I kept a watchful eye on my mother as she sorted her medications and vitamins into a plastic seven-day pillbox, while I heaped brown sugar and raisins on the boys’ oatmeal. I’d have to double-check that pillbox later. “First, you’re going to eat this hot cereal. Then Paul is going to walk Dandy, and P.J. is going to mow Grandma’s lawn before it rains, while I make some important phone calls this morning—”
“Aw, Mom! I thought this was supposed to be vacation!”
“—And if we get that stuff done, then maybe we can go to the Dakota Air Museum this afternoon. I hear they’ve got a rep-lica of the Wright Brothers’ flyer.”
That mollified them briefly. As soon as I heard the lawn mower start up, I got out the yellow pages and looked up Senior Services. A lot of listings . . . in other towns. Fargo. Bismarck. Burlington. The list for Minot was pretty short. I called one church group that had an “in-home companion” program and was told that their current volunteers were all assigned. But they’d be happy to put my mother on a list for when they got new volunteers. “We are usually able to assign a companion within a month or so who can give five to ten hours a week. How many hours a day does your mother need a companion?”
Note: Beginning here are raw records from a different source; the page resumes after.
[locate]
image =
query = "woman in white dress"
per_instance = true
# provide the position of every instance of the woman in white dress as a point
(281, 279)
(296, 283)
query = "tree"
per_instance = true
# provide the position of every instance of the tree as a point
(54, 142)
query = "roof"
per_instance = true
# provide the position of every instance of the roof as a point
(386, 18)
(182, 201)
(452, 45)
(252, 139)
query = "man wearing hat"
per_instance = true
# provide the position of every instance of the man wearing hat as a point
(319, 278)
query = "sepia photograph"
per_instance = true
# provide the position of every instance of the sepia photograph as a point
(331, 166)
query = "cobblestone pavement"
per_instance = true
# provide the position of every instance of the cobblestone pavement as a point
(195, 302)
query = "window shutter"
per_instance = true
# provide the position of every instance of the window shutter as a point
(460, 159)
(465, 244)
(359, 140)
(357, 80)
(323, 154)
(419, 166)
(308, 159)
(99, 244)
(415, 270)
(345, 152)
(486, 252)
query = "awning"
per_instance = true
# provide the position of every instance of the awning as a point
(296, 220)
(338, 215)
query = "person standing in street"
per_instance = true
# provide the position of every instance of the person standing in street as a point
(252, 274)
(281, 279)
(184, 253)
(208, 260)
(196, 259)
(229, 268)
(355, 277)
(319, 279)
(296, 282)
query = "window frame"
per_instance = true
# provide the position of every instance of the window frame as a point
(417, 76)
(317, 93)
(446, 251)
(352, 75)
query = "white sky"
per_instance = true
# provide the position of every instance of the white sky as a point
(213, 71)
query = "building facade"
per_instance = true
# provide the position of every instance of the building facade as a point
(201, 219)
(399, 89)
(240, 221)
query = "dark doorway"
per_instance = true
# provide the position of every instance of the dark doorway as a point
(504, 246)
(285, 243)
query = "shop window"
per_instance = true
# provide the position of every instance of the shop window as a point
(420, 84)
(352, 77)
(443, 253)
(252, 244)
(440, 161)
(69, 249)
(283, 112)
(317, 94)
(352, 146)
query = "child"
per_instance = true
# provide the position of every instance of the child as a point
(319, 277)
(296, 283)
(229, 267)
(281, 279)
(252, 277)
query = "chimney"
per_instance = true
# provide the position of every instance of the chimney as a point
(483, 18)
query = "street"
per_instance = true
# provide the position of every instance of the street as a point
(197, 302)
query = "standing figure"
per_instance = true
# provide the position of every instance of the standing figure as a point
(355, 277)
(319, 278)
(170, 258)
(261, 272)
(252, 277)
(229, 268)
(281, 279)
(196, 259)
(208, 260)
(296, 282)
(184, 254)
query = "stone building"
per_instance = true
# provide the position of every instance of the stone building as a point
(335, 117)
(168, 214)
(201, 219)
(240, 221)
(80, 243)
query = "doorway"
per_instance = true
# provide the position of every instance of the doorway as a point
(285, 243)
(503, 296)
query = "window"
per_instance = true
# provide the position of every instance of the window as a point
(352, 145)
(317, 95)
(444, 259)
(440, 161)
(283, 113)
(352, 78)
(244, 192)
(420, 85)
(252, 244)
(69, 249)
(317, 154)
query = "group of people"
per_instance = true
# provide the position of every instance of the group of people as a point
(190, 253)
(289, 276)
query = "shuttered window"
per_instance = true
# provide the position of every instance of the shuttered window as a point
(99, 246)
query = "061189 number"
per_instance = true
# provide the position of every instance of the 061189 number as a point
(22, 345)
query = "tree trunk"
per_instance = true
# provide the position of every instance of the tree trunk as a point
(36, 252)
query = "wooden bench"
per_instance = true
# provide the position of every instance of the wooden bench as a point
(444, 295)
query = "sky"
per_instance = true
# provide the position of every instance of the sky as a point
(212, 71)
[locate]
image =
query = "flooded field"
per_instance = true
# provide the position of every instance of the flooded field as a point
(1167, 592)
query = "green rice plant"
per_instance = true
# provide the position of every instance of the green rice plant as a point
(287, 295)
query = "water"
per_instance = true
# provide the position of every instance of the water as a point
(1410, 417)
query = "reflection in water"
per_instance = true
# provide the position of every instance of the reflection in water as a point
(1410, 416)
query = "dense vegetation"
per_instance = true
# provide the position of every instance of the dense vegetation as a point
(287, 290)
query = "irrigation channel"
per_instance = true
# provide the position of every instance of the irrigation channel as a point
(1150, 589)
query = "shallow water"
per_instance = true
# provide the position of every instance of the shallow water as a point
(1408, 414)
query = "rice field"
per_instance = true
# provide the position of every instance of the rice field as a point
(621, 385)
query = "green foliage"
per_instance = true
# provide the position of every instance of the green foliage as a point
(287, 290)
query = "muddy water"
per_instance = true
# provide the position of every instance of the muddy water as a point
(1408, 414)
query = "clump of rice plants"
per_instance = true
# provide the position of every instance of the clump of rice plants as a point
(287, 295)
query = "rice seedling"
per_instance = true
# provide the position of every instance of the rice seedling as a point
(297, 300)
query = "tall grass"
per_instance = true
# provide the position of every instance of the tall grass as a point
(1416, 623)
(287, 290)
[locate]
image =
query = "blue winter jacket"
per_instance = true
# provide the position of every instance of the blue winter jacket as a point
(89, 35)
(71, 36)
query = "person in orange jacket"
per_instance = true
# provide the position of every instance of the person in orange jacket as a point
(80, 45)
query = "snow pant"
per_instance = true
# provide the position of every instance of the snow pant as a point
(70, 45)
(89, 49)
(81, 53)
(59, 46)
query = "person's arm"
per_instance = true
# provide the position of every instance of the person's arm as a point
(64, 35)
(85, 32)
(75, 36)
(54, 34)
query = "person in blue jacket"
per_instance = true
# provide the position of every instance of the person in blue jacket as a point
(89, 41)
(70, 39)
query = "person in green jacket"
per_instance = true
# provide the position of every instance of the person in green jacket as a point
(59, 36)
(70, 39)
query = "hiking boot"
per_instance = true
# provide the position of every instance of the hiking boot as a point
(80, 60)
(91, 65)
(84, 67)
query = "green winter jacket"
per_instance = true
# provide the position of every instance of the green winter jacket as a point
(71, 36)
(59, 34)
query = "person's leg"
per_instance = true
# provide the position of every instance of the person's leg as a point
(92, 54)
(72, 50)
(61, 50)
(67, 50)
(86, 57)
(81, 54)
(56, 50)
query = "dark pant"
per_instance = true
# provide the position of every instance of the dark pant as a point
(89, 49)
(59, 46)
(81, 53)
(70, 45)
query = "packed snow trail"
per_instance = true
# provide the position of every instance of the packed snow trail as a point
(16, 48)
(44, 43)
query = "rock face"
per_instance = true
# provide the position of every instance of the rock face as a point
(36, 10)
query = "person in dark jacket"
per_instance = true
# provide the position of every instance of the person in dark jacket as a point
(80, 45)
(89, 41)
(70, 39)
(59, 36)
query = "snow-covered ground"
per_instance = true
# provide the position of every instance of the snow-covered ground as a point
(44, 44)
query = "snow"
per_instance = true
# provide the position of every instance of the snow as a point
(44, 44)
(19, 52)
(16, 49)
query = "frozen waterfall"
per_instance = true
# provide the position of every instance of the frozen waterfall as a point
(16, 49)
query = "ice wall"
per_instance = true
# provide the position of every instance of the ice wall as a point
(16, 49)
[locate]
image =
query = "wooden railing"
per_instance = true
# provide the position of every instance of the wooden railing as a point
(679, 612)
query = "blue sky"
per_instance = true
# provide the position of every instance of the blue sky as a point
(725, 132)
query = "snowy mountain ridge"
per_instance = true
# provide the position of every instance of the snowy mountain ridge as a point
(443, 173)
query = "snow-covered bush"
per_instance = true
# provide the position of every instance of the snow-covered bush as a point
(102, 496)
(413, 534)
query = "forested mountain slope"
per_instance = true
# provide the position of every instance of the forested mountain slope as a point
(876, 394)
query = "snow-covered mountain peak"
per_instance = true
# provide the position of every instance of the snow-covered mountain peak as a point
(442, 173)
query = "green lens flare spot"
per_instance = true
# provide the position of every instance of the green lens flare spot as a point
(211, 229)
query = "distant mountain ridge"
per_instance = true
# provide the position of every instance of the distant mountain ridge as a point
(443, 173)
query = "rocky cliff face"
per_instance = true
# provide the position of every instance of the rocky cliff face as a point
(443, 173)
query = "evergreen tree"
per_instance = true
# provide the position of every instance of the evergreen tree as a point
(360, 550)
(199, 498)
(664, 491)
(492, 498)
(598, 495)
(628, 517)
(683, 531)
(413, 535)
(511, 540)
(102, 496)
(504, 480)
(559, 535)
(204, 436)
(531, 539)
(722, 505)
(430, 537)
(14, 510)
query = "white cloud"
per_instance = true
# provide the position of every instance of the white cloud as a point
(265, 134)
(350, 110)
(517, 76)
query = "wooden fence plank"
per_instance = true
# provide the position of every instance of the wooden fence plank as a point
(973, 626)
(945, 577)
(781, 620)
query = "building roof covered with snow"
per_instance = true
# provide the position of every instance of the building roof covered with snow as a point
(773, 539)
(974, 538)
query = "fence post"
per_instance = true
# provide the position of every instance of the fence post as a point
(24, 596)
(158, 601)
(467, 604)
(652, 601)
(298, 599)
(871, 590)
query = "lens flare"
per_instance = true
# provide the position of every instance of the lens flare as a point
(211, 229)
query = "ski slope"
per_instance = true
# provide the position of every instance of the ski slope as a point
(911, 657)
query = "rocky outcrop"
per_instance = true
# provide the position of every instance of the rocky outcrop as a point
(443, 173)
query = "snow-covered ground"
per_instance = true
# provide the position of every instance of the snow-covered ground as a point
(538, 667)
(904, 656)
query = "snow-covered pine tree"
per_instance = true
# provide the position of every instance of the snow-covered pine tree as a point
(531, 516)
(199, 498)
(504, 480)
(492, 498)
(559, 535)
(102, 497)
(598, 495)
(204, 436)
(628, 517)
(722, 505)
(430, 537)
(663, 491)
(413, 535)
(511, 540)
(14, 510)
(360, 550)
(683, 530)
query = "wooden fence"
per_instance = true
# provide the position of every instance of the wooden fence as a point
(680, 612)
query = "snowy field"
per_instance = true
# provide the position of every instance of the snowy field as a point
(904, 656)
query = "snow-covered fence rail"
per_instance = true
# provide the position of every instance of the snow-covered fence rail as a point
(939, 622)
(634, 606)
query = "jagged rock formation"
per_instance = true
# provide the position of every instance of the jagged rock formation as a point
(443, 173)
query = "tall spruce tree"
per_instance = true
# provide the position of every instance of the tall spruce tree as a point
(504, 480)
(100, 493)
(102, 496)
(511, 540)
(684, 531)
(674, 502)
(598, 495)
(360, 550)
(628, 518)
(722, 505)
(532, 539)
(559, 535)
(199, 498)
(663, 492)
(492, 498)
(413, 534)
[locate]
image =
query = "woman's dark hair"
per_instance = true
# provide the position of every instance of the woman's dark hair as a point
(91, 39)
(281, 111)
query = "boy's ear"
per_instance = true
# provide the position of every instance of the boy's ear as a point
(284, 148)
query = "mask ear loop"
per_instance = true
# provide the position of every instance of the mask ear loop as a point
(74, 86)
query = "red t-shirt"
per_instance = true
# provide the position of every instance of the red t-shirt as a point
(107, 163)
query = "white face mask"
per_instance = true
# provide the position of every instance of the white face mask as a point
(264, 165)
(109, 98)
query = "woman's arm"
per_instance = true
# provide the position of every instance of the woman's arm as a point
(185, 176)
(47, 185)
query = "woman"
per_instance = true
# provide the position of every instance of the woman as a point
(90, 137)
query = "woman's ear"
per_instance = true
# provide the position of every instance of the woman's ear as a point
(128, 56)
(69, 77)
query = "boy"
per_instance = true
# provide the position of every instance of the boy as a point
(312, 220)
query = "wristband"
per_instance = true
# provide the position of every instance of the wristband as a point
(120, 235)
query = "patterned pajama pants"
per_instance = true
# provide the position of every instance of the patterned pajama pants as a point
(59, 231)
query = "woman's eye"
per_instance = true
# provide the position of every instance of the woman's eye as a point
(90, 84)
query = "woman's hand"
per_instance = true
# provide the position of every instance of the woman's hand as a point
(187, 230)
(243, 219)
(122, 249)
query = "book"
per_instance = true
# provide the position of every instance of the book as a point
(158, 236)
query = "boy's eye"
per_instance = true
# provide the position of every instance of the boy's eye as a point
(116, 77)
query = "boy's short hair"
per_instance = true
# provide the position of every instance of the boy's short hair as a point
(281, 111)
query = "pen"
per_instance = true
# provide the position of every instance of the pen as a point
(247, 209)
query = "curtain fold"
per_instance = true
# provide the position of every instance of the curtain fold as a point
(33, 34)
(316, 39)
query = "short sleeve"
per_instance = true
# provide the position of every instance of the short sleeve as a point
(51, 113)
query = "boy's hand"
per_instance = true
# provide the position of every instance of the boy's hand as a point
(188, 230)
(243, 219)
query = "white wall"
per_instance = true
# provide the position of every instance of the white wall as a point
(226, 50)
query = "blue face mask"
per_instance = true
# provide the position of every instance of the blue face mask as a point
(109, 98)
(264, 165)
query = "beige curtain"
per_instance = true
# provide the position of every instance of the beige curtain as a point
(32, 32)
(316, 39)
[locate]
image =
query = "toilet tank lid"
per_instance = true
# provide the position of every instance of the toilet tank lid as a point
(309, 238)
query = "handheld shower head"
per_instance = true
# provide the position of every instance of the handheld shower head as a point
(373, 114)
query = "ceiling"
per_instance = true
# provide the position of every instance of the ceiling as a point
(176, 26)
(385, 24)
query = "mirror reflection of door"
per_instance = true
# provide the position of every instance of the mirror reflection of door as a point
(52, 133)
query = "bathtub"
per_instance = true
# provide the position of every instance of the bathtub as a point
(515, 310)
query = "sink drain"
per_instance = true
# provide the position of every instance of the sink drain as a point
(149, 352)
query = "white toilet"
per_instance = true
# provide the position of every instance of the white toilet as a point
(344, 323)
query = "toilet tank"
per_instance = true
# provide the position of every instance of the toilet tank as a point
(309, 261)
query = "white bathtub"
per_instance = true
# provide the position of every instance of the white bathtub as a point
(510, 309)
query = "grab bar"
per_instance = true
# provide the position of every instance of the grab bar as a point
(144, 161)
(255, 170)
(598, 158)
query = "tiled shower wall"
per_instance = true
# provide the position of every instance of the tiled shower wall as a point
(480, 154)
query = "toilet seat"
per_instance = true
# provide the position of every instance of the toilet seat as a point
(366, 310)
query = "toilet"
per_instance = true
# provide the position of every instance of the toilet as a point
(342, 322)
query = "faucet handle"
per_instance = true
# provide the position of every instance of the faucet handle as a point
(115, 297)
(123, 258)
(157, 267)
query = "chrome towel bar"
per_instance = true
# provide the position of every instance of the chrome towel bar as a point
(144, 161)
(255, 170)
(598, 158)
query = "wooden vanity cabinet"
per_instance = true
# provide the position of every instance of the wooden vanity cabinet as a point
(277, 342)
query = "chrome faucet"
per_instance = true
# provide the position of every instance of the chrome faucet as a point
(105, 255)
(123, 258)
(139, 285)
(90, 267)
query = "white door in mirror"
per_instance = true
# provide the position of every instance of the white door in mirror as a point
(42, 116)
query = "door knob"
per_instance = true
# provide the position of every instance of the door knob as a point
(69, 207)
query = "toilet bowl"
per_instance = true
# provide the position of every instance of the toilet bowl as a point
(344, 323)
I thought about the pan on the stove. Twenty-four hours a day would be about right. But I agreed to put my mom on their list. It was better than nothing.
I next tried the local Agency on Aging. The person on the phone explained their list of services, which included day care at the local senior center, transportation to medical appointments, home-delivered meals, and hot meals available at vario
us sites around the city. “We’d be happy to set up a home visit to assess your mother’s needs. How about next Wednesday at eleven?”
The piano in the living room tinkled a jazzy tune. Didn’t sound like my mom. I stuck a finger in my ear so I could hear the phone. “Uh, I’m only in town this week. Could we do this today?”
“I’m sorry. The best we can do is a ten o’clock tomorrow here in the office.”
Tomorrow?! I gritted my teeth. “Fine.” What was I going to do between now and then?
I poked my head into the living room. Paul was sitting at the piano, playing with both hands, while my mother sat nearby, beaming. I listened. Not bad. “Where did you learn that, kiddo?”
Paul shrugged. “Made it up myself. Can we go to the air museum now? Are you coming, Grandma?”
I hesitated. I really should make more calls! But my mother was already getting her hat. “Just so we’re back in time for prayer meeting tonight,” she said.
Was she assuming we were all going to church? I opened my mouth to protest . . . and was surprised to realize I actually wanted to go. Maybe needed to go was more like it. I could sure use some help praying.
At the last minute, I tore out a page from the yellow pages and stuck my cell phone in my pocket. No way could I waste several hours wandering around a museum while there were still stones to be turned.
In spite of the change in weather, the boys had a great time at the air museum. The huge DC-3 World War II Troop Transport standing out in an open field, named Gooney Bird by its now-silent heroes, was the boys’ favorite, while inside the museum a replica of the Wright Brothers’ famous flyer and a two-winged, red-and-white aerobatic plane came a close second and third.
Mom tired fairly quickly, so I parked her on a bench while the boys ran their batteries down. Stepping away a few paces, I turned on my cell phone and dialed all the social service agencies I could find. But the answers all ended at the same place: zero. “We would need a doctor’s referral” . . . “Why don’t you call the Agency on Aging?” . . . “I’m sorry” . . . “Would you like to put her name on our waiting list?”